Lois’s Status Report for 02/22/2025


Work Accomplished:

This week, I focused on starting the MQTT integration for real-time updates in the SmartCart system. My key accomplishments include:

  • Implemented barcode scanning with expo-camera for smooth scanning functionality
  • Set up the MQTT client in the mobile app, allowing it to publish scanned product data

Progress Status:

I am on track with the project schedule. Since next week’s goal is also to integrate MQTT for real-time updates, my progress aligns with the planned timeline. While the barcode scanner may be functioning correctly and the MQTT client is set up in the mobile app, I have not yet configured the MQTT broker on the Raspberry Pi or obtained the broker IP address needed for full real-time updates. Additionally, the Camera JSX issue has not yet been resolved, which will need to be addressed moving forward.


Next Week’s Goal:

For next week, my focus will be on:

  • Set up the MQTT broker on Raspberry Pi and obtain the correct broker IP address
  • Test MQTT communication between the Raspberry Pi and the mobile app
  • Ensure scanned items update in the cart in real-time
  • Fix the Camera JSX issue

Lekha’s Status Report for 2/22/25

Work Accomplished:

This week, I focused on setting up the rasberry pi along with its power bank that was purchased through amazon. I was able to connect it to my computer and setup the initial configurations. However, I am still waiting on the barcode scanner to continue the hardware requirements of this week.

Progress Status:

I am still waiting on the delivery of the barcode scanner, which will allow me to start integrating it with the larger hardware system and connect the scanner’s output to the rasberry pi.

Next Week’s Goal:

  • Scan items through the barcode scanner + rasberry pi pipeline
  • Connect this with the open food facts api query

Team Status Report for 2/22/25


Risks & Management:

Feature Prioritization

    • Risk
      • We may not be able to implement our full list of features such as AI meal recommendations or allergen substitutions
    • Contingency Plan
      • We are prioritizing our different features. The main functionality is cart tracking and item scanning. Then, we will prioritize allergen substitutions.

MQTT Connection & Network Issues

    • Risk
      • Network instability may cause message loss / delays in product updates.
    • Contingency Plan
      • Implement retry mechanisms to resend messages in case of failures.
      • If the network is unstable, store scanned product data locally on the mobile app & sync when online.

Design Changes & Justification:

  • Transition from Database to Open Food Facts API and Cache
    • Originally we planned to build our own database of aldi foods and information.

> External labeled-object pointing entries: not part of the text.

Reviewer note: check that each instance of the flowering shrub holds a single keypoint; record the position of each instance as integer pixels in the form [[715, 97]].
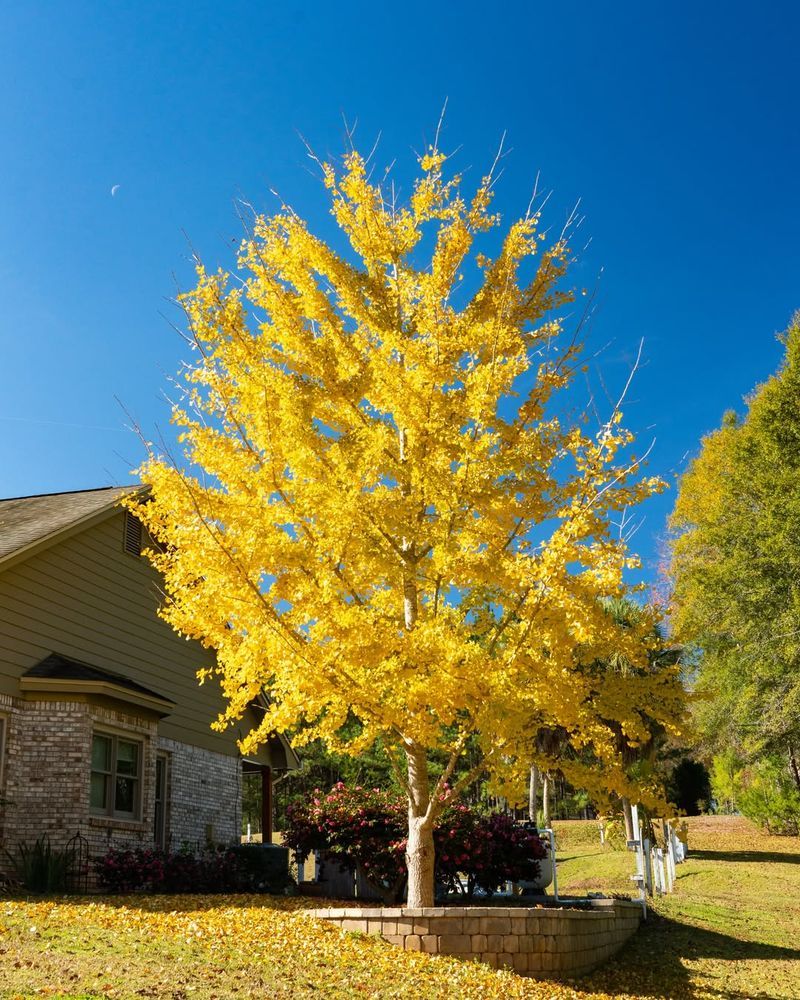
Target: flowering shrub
[[486, 851], [124, 870], [359, 828], [364, 829]]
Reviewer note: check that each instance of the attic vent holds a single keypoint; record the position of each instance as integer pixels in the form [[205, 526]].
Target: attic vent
[[132, 540]]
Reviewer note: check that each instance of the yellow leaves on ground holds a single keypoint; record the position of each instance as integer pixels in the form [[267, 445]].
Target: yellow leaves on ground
[[205, 947]]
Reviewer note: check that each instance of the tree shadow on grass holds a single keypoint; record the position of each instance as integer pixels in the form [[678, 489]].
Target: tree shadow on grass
[[749, 857], [652, 964]]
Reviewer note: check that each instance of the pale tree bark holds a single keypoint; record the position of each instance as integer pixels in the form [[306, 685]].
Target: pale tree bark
[[419, 849], [627, 812], [533, 794], [546, 800]]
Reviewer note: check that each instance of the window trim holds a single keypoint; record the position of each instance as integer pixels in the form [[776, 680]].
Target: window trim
[[109, 811], [162, 757], [4, 720]]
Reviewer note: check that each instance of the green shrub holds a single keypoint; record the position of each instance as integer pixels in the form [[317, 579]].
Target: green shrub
[[762, 791], [41, 868]]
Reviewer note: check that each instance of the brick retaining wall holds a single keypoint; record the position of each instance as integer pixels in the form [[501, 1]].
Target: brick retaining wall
[[544, 942]]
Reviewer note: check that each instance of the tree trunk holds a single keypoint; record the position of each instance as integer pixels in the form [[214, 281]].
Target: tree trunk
[[533, 794], [420, 861], [630, 833], [419, 849], [794, 769], [546, 800]]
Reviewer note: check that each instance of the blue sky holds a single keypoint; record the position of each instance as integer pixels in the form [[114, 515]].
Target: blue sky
[[676, 125]]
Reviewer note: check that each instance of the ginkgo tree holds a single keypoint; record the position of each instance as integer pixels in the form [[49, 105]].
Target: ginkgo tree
[[380, 521]]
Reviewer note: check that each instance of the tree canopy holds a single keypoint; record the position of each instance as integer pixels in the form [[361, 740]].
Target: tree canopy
[[382, 517]]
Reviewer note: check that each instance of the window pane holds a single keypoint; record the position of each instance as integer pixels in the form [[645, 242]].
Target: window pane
[[125, 798], [101, 753], [127, 758], [98, 795]]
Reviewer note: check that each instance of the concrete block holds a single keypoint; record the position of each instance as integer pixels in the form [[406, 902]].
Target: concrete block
[[455, 944], [495, 925], [354, 926]]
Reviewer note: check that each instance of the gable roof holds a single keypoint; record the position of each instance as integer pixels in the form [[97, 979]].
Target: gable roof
[[34, 521], [58, 673]]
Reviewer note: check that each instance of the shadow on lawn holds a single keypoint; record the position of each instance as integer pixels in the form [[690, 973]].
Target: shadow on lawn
[[764, 857], [652, 963]]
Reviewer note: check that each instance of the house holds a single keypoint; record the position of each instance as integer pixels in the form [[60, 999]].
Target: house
[[104, 728]]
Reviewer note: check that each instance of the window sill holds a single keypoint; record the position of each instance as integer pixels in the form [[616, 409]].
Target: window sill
[[130, 825]]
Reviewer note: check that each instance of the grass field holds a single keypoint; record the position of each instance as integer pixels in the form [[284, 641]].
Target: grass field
[[730, 931]]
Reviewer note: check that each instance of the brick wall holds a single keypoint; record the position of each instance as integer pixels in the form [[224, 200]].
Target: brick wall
[[205, 795], [542, 942], [46, 781]]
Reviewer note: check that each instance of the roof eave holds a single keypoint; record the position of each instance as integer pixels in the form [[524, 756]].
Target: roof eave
[[61, 534]]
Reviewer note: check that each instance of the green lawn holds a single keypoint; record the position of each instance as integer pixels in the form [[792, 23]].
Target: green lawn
[[731, 930]]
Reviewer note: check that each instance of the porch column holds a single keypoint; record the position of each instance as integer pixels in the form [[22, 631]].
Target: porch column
[[266, 804]]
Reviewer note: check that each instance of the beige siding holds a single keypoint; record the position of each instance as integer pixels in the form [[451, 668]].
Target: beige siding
[[87, 599]]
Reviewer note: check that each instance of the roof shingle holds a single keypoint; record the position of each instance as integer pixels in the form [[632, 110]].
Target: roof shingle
[[25, 520]]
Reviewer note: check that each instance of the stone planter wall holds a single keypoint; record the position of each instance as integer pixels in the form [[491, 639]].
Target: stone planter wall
[[545, 942]]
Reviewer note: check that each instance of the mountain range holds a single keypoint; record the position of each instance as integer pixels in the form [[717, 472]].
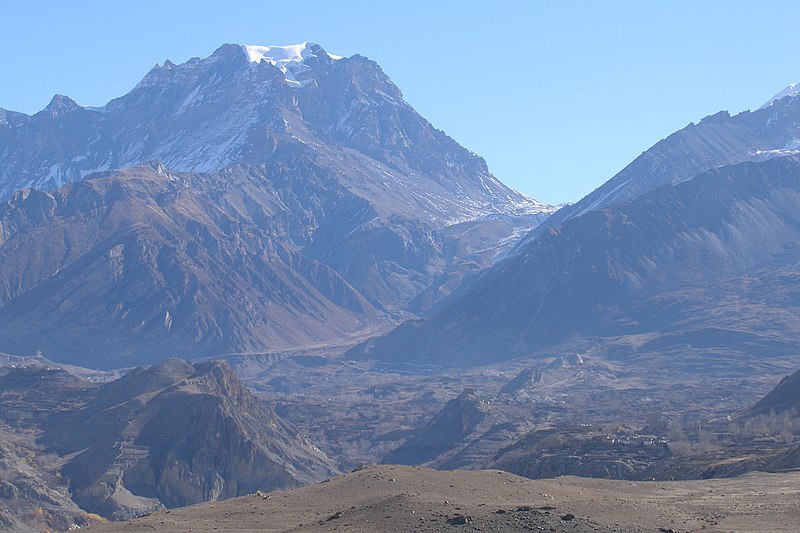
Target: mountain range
[[260, 199], [710, 261]]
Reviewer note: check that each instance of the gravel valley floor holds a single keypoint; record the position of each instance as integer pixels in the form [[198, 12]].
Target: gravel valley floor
[[395, 498]]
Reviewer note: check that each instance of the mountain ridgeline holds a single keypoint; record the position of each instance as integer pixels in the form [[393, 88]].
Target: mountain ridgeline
[[710, 262], [260, 199]]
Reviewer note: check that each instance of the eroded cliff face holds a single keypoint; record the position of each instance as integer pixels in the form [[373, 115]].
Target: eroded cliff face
[[178, 434]]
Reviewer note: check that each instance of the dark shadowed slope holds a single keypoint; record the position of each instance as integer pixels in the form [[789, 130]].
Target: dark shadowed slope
[[177, 434], [708, 262], [295, 203]]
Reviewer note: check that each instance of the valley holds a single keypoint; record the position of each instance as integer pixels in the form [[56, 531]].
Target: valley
[[261, 288]]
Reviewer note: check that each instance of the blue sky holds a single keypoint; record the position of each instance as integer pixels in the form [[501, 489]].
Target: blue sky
[[557, 96]]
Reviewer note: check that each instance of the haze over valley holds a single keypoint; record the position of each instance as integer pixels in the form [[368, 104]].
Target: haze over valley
[[263, 277]]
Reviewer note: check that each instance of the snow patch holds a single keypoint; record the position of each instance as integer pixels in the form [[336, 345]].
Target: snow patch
[[792, 90], [277, 55]]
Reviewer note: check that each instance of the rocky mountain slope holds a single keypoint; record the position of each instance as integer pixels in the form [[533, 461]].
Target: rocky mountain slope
[[711, 263], [298, 199], [785, 397], [173, 435], [394, 499]]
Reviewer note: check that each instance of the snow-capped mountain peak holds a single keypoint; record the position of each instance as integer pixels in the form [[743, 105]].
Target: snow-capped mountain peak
[[793, 89], [290, 59], [278, 55]]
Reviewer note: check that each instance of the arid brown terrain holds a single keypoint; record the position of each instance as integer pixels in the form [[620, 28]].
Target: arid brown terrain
[[395, 498]]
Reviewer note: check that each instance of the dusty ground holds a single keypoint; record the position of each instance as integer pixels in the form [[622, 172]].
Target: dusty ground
[[394, 498]]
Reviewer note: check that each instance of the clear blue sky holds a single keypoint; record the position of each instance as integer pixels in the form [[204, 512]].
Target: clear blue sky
[[557, 96]]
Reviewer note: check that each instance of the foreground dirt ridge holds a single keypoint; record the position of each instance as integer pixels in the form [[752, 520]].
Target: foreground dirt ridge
[[397, 498]]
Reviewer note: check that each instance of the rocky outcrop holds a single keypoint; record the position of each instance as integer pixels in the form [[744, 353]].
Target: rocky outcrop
[[177, 434], [256, 213]]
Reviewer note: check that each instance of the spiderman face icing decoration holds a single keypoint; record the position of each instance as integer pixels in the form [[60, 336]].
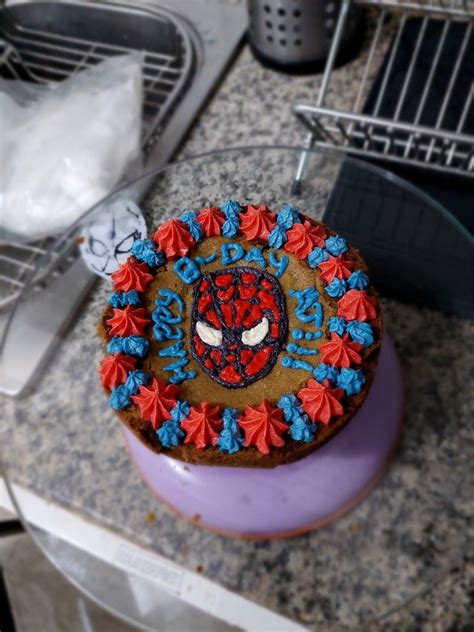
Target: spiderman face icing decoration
[[238, 325]]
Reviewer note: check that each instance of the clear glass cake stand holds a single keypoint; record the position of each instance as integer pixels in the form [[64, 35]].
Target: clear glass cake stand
[[64, 458]]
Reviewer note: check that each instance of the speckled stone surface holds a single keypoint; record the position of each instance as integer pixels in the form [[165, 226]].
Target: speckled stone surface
[[409, 538]]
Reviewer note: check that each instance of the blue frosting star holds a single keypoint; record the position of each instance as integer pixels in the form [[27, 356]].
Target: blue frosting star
[[180, 411], [119, 397], [351, 380], [336, 245], [170, 434], [291, 407], [326, 372], [145, 250], [230, 439], [287, 217], [358, 280], [336, 288], [194, 227], [317, 256]]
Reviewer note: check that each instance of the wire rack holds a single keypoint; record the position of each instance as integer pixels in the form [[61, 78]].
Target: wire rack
[[407, 129], [45, 56]]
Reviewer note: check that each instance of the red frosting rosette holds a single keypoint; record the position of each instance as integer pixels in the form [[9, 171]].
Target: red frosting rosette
[[211, 219], [174, 238], [302, 238], [257, 222], [320, 401], [128, 322], [132, 275], [156, 400], [263, 426], [335, 267], [114, 369], [341, 352], [202, 425]]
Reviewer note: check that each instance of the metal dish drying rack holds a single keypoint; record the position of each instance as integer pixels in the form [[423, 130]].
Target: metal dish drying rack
[[399, 138], [29, 52]]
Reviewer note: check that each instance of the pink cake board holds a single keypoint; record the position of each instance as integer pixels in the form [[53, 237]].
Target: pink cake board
[[289, 499]]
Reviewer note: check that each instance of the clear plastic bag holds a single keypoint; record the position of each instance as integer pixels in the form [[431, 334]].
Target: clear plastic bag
[[63, 147]]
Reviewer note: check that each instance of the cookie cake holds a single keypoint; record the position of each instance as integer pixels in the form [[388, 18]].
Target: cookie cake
[[240, 336]]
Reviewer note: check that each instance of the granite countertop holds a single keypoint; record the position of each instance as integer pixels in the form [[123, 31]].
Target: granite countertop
[[408, 539]]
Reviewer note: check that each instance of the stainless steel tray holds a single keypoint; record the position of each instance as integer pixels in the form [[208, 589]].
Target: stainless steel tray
[[47, 41], [401, 137]]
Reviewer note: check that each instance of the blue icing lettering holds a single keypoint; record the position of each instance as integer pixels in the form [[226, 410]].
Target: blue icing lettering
[[287, 217], [135, 379], [122, 299], [194, 227], [231, 253], [163, 331], [177, 369], [358, 280], [291, 407], [351, 380], [294, 348], [255, 254], [173, 351], [280, 265], [336, 288], [313, 335], [317, 256], [277, 237], [163, 317], [145, 250], [180, 411], [130, 345], [302, 429], [297, 334], [308, 300], [230, 439], [336, 245], [205, 260], [360, 332], [230, 227], [292, 363], [187, 270], [119, 397], [326, 372], [170, 434], [337, 324]]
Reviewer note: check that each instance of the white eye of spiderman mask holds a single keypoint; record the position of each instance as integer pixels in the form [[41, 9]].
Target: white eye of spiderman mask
[[238, 325]]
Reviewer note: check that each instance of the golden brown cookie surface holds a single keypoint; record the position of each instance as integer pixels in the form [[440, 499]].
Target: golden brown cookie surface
[[240, 337]]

However, we recently found an API online that is able to access the aldi inventory and return a product through its UPC, which is the output of the barcode scanner. Therefore, instead of using memory and time to build this database, we will query for it during the shopping
    • A concern of this is latency. Therefore, we want to use a cache to retrieve frequently used item in order to still meet our quantitative requirements.

Progress:

    • Started integrating LangChain to process scanned grocery items, cross-check them with planned meals, and request substitutions when needed
    • Created a schema to store scanned products, user dietary preferences, and updated meal plans, with basic CRUD for efficient data retrieval
    • Implemented MQTT client in the mobile app

 

Aanya’s Status Report for 02/22/25

I started building out the backend for SmartCart, focusing on getting the barcode scanning and meal plan updates working together. Using FastAPI, I set up the initial API endpoints to handle barcode scans, pull product details from the Open Food Facts (OFF) API, and return structured grocery data. To make meal plans adjust in real-time, I began integrating LangChain, which takes the scanned items, checks them against the planned meals, and queries Spoonacular for substitutions if an ingredient is missing. Next week I want to focus more on the database side, to set up a PostgreSQL schema to store scanned products, user dietary preferences, and updated meal plans, along with basic CRUD operations for easy data access. The main challenges are making sure FastAPI, LangChain, Spoonacular, and OFF API communicate smoothly, improving query efficiency, and ensuring grocery matching happens in real-time without delays.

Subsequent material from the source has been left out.